I dreamt the other night that Charlotte's oxygen tubing was kind of a leash that kept her tethered to earth.
When Charlotte meets someone new, they see her sitting in her stroller and ask "Can she walk?" No.
"Does she crawl?"
Sometimes they talk to her, and wait a moment, awkwardly wondering if she will talk back. She usually smiles and shakes her head. I shake mine too.
She doesn't talk yet. Maybe someday.
Sometimes I get anxious and I so desperately want them to understand how wonderful she is, how much she can do, how much she understands. I show them how she can sit on her own and I hand her things to play with. I try and get her to laugh. I ruffle her thick hair and kiss her forehead. She is wonderful. Wonderful. Please see it!
Some people look away when they see us. They may smile at Ella in her car seat, smile at her hair and her big toothless baby grin. Then they look at Charlotte, and look away.

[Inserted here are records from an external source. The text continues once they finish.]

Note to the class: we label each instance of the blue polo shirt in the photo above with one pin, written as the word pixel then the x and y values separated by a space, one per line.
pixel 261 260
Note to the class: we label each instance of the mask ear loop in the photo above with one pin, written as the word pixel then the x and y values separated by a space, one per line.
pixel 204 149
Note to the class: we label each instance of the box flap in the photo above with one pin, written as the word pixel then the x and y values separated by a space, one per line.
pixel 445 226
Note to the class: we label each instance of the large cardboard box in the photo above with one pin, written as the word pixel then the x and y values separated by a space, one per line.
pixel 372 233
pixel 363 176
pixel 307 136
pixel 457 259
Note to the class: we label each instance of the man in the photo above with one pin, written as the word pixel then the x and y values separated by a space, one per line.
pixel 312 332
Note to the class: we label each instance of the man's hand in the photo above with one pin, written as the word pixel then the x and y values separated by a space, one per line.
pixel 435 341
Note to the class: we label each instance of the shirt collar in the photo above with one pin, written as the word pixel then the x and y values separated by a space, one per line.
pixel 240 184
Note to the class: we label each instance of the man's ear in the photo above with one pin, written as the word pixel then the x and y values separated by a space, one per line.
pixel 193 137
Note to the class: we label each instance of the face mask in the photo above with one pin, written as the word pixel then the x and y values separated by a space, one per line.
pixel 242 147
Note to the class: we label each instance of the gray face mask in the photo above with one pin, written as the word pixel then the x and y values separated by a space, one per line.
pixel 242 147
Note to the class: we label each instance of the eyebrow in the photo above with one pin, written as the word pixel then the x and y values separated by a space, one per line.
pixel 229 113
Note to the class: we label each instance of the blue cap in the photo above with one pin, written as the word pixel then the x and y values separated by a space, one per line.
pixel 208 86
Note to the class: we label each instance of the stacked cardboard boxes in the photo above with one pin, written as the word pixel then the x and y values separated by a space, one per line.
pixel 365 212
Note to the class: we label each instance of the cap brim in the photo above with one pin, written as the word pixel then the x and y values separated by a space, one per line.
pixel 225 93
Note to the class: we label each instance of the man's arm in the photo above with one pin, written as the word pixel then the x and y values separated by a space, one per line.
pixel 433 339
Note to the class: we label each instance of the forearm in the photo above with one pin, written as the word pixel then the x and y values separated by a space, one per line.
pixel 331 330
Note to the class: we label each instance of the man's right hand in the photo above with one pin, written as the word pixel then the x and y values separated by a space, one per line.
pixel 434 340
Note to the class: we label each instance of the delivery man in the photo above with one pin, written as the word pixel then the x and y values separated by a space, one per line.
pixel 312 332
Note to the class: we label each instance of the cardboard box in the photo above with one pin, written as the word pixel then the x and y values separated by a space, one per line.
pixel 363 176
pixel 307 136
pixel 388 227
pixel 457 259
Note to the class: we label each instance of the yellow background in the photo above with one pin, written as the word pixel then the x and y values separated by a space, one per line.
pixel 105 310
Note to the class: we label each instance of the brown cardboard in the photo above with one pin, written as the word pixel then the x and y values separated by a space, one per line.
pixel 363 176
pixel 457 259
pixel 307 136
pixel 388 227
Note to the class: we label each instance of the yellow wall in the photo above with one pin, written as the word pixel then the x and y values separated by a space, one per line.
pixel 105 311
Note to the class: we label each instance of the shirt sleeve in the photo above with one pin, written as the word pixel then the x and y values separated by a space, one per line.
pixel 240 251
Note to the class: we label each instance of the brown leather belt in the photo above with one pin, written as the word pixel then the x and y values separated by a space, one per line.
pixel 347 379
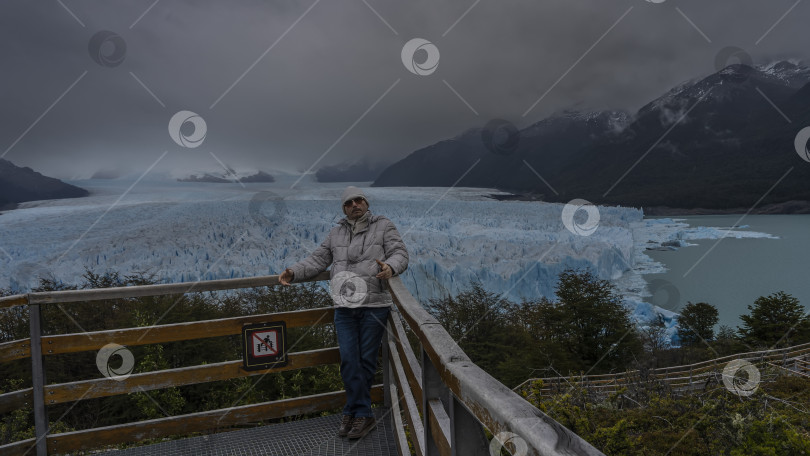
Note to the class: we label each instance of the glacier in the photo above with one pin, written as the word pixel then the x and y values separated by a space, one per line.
pixel 183 231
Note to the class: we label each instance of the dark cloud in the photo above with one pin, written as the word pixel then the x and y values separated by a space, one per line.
pixel 329 69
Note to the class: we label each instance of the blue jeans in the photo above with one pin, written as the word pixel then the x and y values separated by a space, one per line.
pixel 359 332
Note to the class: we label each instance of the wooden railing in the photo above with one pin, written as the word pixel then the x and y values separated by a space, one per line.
pixel 445 399
pixel 676 378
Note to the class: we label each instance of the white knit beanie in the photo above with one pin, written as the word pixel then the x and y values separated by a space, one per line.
pixel 351 193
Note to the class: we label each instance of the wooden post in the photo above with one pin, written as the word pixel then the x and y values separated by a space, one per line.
pixel 38 380
pixel 387 362
pixel 466 434
pixel 432 388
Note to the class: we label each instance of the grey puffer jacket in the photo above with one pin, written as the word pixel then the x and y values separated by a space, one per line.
pixel 352 257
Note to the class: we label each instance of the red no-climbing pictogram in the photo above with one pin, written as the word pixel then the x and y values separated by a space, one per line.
pixel 264 345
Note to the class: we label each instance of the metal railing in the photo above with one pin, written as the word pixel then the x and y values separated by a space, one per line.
pixel 445 399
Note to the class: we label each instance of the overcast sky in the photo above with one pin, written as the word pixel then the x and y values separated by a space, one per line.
pixel 281 83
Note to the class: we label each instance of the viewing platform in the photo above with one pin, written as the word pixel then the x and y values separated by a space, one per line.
pixel 433 399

They see a child with funny features and oxygen and hearing aides. They see a child who won't do much, won't be much. Probably won't be here long. They feel sorry for me and look away.
But some don't look away.
Some see big beautiful eyes and and unique feminine features--tiny nose, pink lips, porcelain skin. Some see a child with potential who needs help unlocking it, hearing aides, special school... who needs oxygen tubing to keep her tethered to earth. They see purpose, a child of God.
I am so grateful for these people.
No matter what they see, I hope they all realize that they are seeing a child who is loved.
Charlotte is so, so loved. Whether or not they ever know how special she is, how unique and amazing, they should know first that she is loved.